Największe zagrożenie dla bezpieczeństwa Szwecji stanowi wywiad Rosji – twierdzą szwedzkie służby specjalne w sprawozdaniu za 2014 rok. Według kontrwywiadu SAPO sieć rosyjskich służb jest rozległa, a jej aktywność wzrosła w związku z kryzysem na Ukrainie.
W Szwecji Rosjanie, którzy formalnie pracują jako dyplomaci, nielegalnie gromadzą informacje o szwedzkim wojsku, polityce, gospodarce, zaawansowanych technologiach, badaniach naukowych, a także o imigrantach politycznych – podkreślają autorzy raportu.

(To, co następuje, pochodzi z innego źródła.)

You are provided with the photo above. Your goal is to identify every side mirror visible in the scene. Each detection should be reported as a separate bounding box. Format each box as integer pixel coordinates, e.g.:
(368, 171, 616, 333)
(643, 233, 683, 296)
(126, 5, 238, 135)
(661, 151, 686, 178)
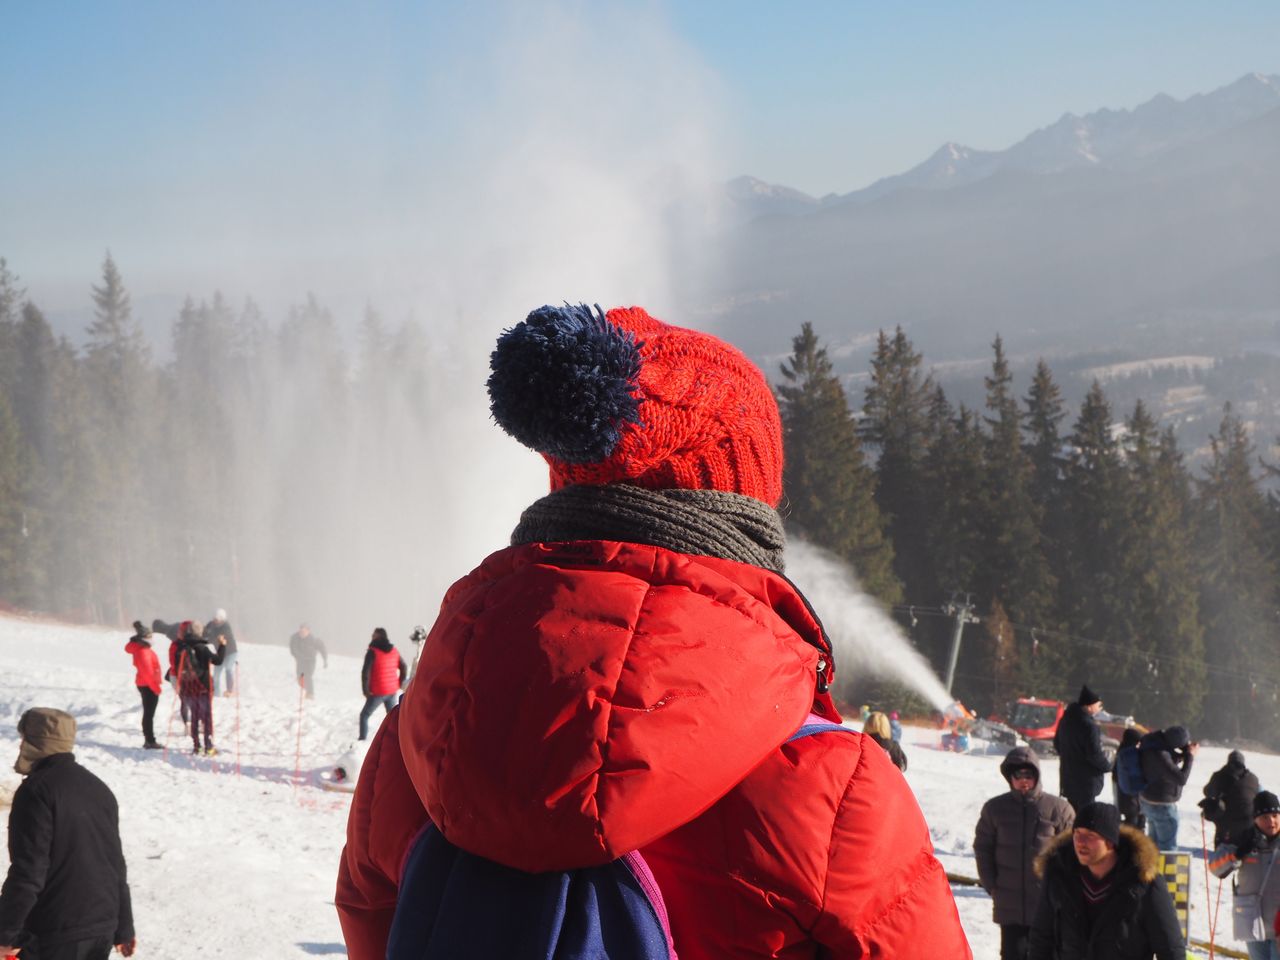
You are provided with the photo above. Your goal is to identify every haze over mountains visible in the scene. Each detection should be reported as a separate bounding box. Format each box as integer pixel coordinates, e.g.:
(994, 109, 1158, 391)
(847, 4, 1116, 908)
(706, 72, 1280, 354)
(697, 73, 1280, 458)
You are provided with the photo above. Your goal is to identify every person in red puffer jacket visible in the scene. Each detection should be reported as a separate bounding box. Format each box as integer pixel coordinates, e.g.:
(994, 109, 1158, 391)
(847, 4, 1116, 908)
(124, 621, 162, 749)
(335, 304, 971, 959)
(357, 628, 405, 741)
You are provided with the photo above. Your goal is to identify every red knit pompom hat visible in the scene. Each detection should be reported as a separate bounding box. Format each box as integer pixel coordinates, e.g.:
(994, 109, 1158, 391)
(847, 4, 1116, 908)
(488, 304, 784, 507)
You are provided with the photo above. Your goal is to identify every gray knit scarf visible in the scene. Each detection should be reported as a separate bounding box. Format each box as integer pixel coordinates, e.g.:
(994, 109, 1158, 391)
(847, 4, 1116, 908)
(511, 484, 787, 573)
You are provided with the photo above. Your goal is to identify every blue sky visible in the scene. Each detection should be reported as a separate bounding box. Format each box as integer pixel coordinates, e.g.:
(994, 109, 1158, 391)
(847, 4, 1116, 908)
(2, 1, 1278, 331)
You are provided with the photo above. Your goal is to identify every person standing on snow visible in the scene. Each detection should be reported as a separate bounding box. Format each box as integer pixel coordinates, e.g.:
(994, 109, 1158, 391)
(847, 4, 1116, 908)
(336, 303, 970, 959)
(864, 710, 908, 771)
(1209, 790, 1280, 960)
(175, 622, 226, 756)
(0, 708, 136, 959)
(1029, 802, 1182, 960)
(289, 623, 328, 699)
(358, 627, 406, 741)
(1112, 727, 1145, 829)
(206, 608, 238, 698)
(1053, 684, 1112, 814)
(124, 621, 162, 750)
(1200, 750, 1260, 848)
(975, 746, 1075, 960)
(1137, 725, 1196, 851)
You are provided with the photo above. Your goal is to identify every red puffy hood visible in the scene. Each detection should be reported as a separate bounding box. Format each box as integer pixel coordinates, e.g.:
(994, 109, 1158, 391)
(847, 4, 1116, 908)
(398, 540, 832, 874)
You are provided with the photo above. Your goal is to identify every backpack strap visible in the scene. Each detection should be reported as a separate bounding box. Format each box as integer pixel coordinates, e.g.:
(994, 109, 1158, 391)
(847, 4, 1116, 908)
(788, 712, 857, 743)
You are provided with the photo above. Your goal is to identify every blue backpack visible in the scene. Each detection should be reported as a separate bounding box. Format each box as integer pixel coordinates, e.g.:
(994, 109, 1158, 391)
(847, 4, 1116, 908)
(386, 715, 853, 959)
(1115, 743, 1147, 796)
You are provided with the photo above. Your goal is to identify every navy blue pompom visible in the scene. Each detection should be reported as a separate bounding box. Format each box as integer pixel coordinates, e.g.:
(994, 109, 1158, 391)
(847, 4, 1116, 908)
(488, 303, 643, 463)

W sprawozdaniu stwierdza się, że rosyjski wywiad wojskowy GRU próbuje kupić objęty tajemnicą lub embargiem sprzęt, aby udoskonalić wyposażenie rosyjskich sił zbrojnych. Szwedzki kontrwywiad miał kilka razy uniemożliwić tego typu transakcje. GRU stara się także werbować w Szwecji agentów oraz dokonywać włamań do systemów komputerowych.
Według analityka SAPO Wilhelma Unge rosyjski szpieg "nie nosi płaszcza, kapelusza oraz nie ma wąsów". – Oni są dobrze wykształceni, młodsi niż w czasach Związku Radzieckiego, potrafią łatwo nawiązywać kontakty i mają ich dużo – twierdzi Unge.
Innym zagrożeniem dla bezpieczeństwa, jak podkreśla SAPO, jest działalność osób powracających do kraju po przyłączeniu się do grup terrorystycznych w Syrii. Według szacunków na Bliski Wschód wyjechało od 150 do 250 szwedzkich ochotników, a od 50 do 100 ponownie osiedliło się w Szwecji.